One problem with many EHRs is their emphasis on the reCORD version of that word. They concentrate on making it very easy to reCORD lots and lots of information. So much information! But they make it much too hard and time consuming to playback the RECord. (The opposite of a phonograph record, which is difficult to create but very easy to playback.) reCORDing reams of information is only occasionally important, in the case of a billing dispute or a courtroom forensic situation, and so it’s good to reCORD as much information as possible to cover your butt. But it’s not important during these occasional proceedings that it takes a lot of time and work to playback the RECord (they’ll have plenty of time to go as slow as they need to to prepare for a court case).
Unfortunately, when you’re in the hospital and the patient isn’t looking too well it suddenly becomes extremely important to be able to quickly playback the RECord.
Alas, when the emphasis is on reCORD, instead of playing back the RECord, the benefit is mostly for the accountants and lawyers, and not for the patients and caregivers.

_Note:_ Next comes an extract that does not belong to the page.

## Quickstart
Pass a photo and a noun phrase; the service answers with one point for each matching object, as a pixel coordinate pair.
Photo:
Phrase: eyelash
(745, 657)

I imagine a form of EHR where playback of the RECord becomes a priority and is as easy and visual as those flipbooks where there’s an image on each page that you quickly flip through to see an animated movie of events. With an EHR like this, you could see what interventions were made and how the patient and labs changed over time with them. You could witness IVs and other catheters going in a being removed. You could see (both in labs and assessments) patients deteriorating with X, but improving with Y, and you’d see those results coordinated in time with those interventions. However, the systems I’ve used are miles away from this. (I read that Epic has created something along these directions with their Synopsis Activity, but I’ve never seen it in action.)

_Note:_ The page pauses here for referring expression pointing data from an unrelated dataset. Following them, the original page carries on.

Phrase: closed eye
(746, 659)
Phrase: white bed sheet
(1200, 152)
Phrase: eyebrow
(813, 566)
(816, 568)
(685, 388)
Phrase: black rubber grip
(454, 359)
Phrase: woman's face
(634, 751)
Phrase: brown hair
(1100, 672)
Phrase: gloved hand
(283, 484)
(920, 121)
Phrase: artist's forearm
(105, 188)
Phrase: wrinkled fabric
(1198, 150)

Over time you get to know which nurses give accurate handoff information and which do not. I recall one nurse, Dunning Kruger (not their real name), who was pretty much wrong about everything, but wrong with confidence! I learned that that everything Dunning said needed to be double-checked, and quickly. Every word of “IV 20G Left AC running LR @ 50” might be wrong: either that wasn't what was happening or wasn’t what the orders said should be happening or both.